India being one of the largest and fastest growing solar markets around the world, is also expected to be an attractive market for trackers. However, a sharp 25% reduction in module prices over last few months has been a setback. Tracker installations in H1 2018 reduced to 246 MW and are estimated at 380 MW in the entire year.
Figure: Solar tracker installations in India
At lower module prices, it is more beneficial to increase DC:AC overloading (ie. deploying additional modules) rather than using trackers to enhance project performance. Fall in module prices has also unfortunately coincided with increase in price of steel, which accounts for more than 70% of cost of trackers, further dampening market prospects.
Slowdown in demand has led tracker suppliers in India to change their strategy. US-based NEXTracker, the second largest supplier in the Indian market, has put on hold its plans of setting up a domestic manufacturing facility. Indian companies like Mahindra Susten and Scorpius, which together hold a 32% market share, are investing in structure redesign and arranging for cheaper steel supplies to reduce cost of production. Moreover, they are increasingly relying on exports to make up for reduced demand in the domestic market.
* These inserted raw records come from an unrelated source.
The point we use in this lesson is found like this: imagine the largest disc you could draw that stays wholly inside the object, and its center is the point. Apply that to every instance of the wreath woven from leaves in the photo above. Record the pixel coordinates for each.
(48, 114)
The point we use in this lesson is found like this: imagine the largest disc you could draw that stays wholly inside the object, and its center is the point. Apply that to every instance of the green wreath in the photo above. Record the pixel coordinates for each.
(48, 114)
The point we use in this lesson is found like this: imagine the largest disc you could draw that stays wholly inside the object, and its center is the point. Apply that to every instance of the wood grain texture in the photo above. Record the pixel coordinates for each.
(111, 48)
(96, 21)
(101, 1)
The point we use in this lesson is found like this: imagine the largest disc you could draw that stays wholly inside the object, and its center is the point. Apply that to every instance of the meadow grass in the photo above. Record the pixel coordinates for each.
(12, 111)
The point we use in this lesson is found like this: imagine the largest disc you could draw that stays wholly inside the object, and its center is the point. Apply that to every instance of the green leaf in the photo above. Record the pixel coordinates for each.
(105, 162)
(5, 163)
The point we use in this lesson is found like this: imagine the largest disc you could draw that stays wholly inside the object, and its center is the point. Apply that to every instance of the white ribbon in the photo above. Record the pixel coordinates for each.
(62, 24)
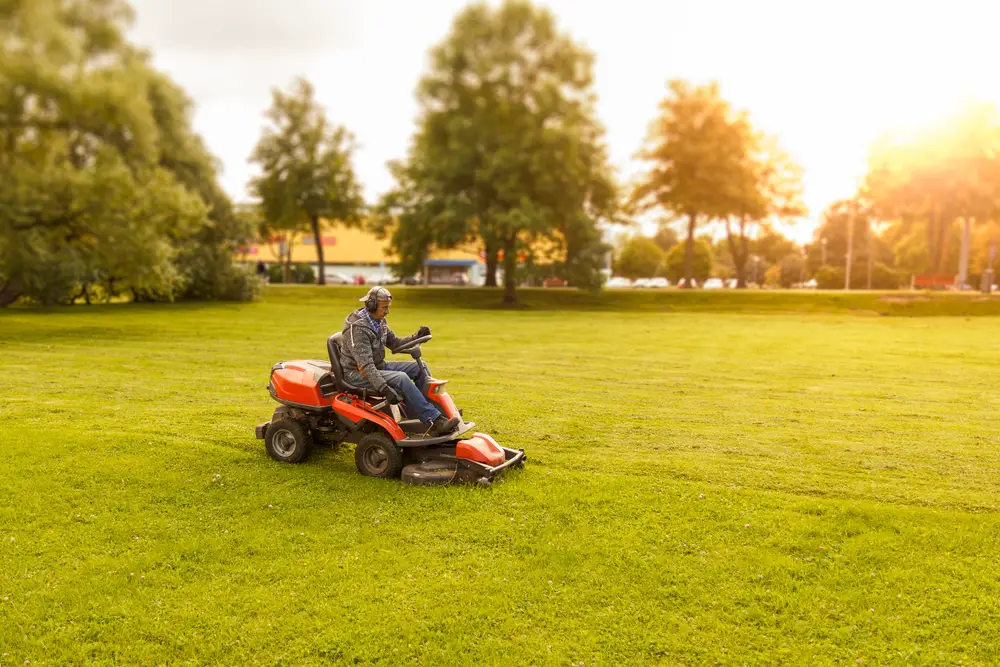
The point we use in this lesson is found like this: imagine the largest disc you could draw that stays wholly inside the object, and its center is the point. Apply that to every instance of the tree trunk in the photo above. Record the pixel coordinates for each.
(509, 270)
(689, 249)
(932, 223)
(868, 250)
(321, 279)
(10, 291)
(738, 253)
(491, 264)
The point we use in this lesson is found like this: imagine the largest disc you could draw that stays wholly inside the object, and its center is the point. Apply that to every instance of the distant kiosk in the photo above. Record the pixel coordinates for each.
(933, 281)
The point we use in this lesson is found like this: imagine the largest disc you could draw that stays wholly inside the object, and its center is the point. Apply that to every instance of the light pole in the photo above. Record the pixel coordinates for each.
(850, 246)
(988, 273)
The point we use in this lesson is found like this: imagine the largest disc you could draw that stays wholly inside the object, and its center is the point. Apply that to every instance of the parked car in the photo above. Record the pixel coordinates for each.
(618, 281)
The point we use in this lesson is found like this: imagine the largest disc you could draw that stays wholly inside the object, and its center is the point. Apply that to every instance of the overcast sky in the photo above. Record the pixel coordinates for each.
(826, 77)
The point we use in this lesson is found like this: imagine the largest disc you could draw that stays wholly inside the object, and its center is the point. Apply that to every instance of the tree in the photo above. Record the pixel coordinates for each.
(641, 257)
(769, 186)
(925, 181)
(869, 248)
(666, 236)
(698, 150)
(507, 150)
(105, 184)
(306, 172)
(772, 245)
(679, 266)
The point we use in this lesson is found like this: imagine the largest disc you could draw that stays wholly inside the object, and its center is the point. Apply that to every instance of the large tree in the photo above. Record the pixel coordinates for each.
(698, 151)
(306, 171)
(508, 149)
(925, 181)
(767, 187)
(104, 183)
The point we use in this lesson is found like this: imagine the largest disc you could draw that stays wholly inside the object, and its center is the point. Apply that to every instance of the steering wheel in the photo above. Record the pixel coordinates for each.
(413, 345)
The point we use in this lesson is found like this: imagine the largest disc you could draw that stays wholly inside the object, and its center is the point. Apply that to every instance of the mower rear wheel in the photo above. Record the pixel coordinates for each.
(378, 456)
(288, 441)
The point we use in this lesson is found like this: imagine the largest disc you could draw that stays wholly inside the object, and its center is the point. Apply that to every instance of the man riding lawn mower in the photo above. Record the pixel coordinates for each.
(402, 420)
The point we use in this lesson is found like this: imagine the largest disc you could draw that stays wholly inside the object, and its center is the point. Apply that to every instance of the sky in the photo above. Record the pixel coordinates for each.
(826, 78)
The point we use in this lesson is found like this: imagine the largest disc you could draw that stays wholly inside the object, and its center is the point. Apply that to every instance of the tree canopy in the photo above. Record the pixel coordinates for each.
(306, 171)
(508, 148)
(697, 149)
(105, 184)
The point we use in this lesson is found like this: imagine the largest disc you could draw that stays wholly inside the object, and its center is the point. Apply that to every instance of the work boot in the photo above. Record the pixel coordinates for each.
(442, 426)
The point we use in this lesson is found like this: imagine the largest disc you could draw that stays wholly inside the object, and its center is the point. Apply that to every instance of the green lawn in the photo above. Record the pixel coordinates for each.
(702, 487)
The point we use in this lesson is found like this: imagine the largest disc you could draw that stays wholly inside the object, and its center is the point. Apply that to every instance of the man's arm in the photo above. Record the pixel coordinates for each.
(359, 339)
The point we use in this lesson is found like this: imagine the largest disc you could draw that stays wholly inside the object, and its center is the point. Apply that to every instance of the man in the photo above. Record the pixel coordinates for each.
(365, 338)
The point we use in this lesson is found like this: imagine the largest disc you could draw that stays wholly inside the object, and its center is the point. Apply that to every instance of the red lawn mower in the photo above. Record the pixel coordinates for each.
(317, 405)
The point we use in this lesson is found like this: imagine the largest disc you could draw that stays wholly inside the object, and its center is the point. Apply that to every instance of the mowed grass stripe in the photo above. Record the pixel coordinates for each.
(727, 487)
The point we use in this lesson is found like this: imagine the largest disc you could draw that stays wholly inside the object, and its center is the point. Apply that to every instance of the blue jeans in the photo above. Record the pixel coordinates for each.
(401, 375)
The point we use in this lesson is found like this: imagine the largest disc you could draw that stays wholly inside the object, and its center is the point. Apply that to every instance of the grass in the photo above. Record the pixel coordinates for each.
(702, 487)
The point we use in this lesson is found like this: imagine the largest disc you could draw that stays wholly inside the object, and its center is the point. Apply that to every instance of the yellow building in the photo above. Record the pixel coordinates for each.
(350, 252)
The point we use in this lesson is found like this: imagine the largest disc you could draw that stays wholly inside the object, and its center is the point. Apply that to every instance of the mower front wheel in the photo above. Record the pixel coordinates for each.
(288, 441)
(378, 456)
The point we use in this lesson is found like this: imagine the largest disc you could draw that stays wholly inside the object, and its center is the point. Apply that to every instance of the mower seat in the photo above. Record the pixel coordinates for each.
(333, 349)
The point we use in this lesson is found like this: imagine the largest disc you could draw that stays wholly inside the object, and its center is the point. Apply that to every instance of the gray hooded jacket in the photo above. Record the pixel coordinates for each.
(363, 348)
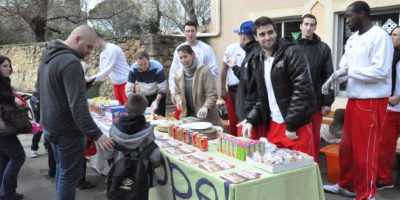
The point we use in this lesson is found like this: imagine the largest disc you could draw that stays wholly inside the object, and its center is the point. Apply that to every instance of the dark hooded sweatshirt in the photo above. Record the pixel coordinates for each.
(129, 133)
(63, 106)
(318, 55)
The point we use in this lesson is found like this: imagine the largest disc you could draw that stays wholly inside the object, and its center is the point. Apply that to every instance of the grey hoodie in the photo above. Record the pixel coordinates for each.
(61, 86)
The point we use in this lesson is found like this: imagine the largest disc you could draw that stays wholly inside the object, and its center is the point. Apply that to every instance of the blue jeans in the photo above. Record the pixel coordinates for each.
(68, 153)
(12, 157)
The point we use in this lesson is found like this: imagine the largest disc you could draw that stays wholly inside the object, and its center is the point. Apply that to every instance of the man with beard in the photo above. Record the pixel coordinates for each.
(281, 92)
(366, 64)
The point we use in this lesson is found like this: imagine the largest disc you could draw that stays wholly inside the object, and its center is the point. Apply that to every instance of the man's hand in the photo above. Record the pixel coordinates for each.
(328, 85)
(333, 79)
(291, 135)
(202, 114)
(394, 100)
(246, 128)
(105, 142)
(18, 102)
(223, 93)
(173, 98)
(154, 105)
(231, 62)
(325, 110)
(90, 79)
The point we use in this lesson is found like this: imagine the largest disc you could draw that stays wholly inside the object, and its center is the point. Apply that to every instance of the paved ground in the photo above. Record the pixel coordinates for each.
(34, 184)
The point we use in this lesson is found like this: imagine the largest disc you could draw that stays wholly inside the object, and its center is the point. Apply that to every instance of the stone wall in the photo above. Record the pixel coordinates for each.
(25, 58)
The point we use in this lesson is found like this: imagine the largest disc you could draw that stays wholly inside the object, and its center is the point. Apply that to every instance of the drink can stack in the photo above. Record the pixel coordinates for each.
(239, 148)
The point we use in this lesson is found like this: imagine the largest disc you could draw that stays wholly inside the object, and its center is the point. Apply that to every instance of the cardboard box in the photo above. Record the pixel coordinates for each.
(113, 113)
However, one significant advantage of trackers is getting overlooked in India. Trackers reduce peak power generation and instead increase output in the morning and evening hours. In other words, they make the generation profile flatter, thereby reducing variability of power output and enhancing grid stability. This feature is highly valuable but the Indian market design is unfortunately completely focused on delivering lowest cost of power.